Automation is an amplifier
A process is a set of decisions and steps. Automating it doesn’t change the decisions; it just runs them more times, more quickly. If those decisions are sound, you get leverage. If they’re confused — unclear ownership, undefined inputs, exceptions handled by whoever happens to be around — you get the same confusion at higher volume and lower visibility.
The mess doesn’t disappear. It moves somewhere harder to see, which is the most expensive place for a problem to live.
AI as a clarity test
Here’s the useful part. To hand a process to a model, you have to describe it: what the inputs are, what “done” looks like, what the rules and edge cases are. And that act of description is brutally honest. Teams that sit down to automate a process routinely discover they never actually agreed on how it works.

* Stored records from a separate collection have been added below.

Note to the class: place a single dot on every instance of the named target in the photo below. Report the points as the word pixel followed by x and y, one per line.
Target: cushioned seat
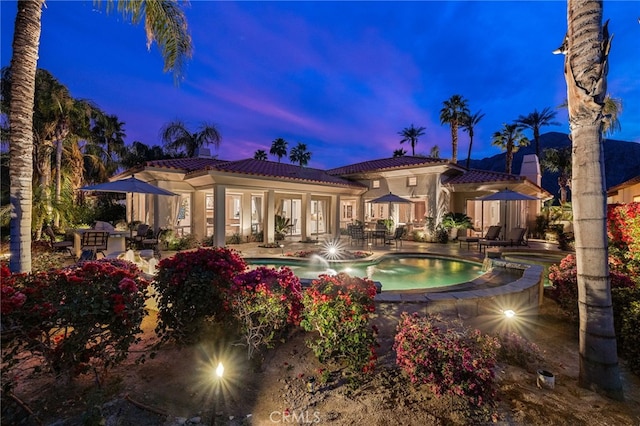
pixel 491 235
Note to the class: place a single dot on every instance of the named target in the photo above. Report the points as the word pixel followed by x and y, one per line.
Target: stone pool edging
pixel 523 295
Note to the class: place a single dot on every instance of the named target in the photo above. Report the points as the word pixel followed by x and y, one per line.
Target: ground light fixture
pixel 509 313
pixel 217 383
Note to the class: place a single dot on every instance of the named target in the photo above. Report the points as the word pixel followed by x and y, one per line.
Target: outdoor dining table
pixel 115 245
pixel 373 235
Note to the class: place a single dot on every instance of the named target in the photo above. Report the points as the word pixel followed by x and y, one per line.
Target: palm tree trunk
pixel 585 72
pixel 26 40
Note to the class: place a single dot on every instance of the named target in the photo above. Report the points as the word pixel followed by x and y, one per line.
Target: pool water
pixel 545 260
pixel 395 273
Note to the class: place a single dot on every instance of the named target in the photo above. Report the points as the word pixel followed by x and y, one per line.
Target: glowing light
pixel 509 313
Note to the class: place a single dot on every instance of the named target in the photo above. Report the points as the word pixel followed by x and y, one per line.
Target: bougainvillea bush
pixel 338 309
pixel 564 279
pixel 623 229
pixel 73 320
pixel 263 302
pixel 449 360
pixel 192 288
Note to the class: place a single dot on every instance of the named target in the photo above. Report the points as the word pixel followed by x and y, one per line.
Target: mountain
pixel 622 160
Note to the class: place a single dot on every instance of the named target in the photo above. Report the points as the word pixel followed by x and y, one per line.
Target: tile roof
pixel 385 164
pixel 483 176
pixel 185 164
pixel 283 171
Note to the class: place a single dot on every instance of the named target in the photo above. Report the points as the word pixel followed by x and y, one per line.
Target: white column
pixel 219 214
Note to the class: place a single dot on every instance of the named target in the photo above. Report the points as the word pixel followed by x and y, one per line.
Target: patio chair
pixel 492 235
pixel 92 243
pixel 396 236
pixel 135 241
pixel 515 237
pixel 65 245
pixel 358 235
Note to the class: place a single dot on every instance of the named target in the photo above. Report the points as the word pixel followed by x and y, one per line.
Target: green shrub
pixel 338 308
pixel 631 333
pixel 73 320
pixel 448 360
pixel 192 288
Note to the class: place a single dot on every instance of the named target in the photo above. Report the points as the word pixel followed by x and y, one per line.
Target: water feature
pixel 394 272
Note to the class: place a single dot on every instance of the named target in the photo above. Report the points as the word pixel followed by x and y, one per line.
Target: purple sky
pixel 342 77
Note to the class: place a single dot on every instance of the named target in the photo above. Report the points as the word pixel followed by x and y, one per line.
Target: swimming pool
pixel 406 272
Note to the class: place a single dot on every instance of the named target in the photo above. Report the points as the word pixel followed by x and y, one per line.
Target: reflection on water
pixel 394 273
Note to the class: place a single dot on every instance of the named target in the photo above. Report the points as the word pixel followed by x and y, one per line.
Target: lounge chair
pixel 515 237
pixel 492 235
pixel 396 236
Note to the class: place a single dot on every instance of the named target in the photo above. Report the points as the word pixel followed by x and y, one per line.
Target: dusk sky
pixel 342 77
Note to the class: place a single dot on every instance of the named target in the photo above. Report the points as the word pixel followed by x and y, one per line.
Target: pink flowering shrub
pixel 82 317
pixel 338 309
pixel 564 278
pixel 192 287
pixel 264 301
pixel 449 361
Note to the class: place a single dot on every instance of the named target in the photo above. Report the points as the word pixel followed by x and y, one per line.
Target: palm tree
pixel 559 161
pixel 260 154
pixel 510 139
pixel 399 153
pixel 165 23
pixel 612 109
pixel 278 148
pixel 176 137
pixel 586 65
pixel 411 135
pixel 454 112
pixel 468 125
pixel 535 121
pixel 300 155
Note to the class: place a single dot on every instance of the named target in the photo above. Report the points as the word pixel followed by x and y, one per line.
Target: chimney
pixel 531 168
pixel 204 152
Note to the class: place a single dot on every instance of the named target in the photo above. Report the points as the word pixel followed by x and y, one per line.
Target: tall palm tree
pixel 300 155
pixel 585 68
pixel 454 112
pixel 399 153
pixel 559 161
pixel 535 121
pixel 612 109
pixel 510 139
pixel 278 148
pixel 468 125
pixel 176 137
pixel 26 38
pixel 260 154
pixel 165 23
pixel 411 135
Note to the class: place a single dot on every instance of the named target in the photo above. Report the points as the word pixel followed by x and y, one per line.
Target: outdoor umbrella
pixel 505 195
pixel 391 199
pixel 128 186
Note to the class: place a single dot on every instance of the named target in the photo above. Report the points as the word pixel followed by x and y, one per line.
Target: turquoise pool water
pixel 394 272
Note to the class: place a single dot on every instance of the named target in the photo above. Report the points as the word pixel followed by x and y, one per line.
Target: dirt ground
pixel 176 387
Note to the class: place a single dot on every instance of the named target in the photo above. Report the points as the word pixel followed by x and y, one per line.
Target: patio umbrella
pixel 128 186
pixel 391 199
pixel 505 195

That’s not the AI failing. That’s the AI surfacing something that was always true and always costing you — you just couldn’t see it while a human was quietly papering over the gaps.
The order of operations
So the sequence matters. Don’t automate, then hope for clarity. Get clarity, then automate:
- Map the process honestly, including the exceptions people handle on instinct.
- Fix what’s obviously broken — the ambiguous ownership, the undefined steps — while it’s still cheap to fix in a conversation rather than in code.
- Then bring in the tool, to scale something that actually works.
The teams getting real value from AI aren’t the ones with the best models. They’re the ones whose processes were clear enough to hand off in the first place. The technology is the easy part. The clarity is the work.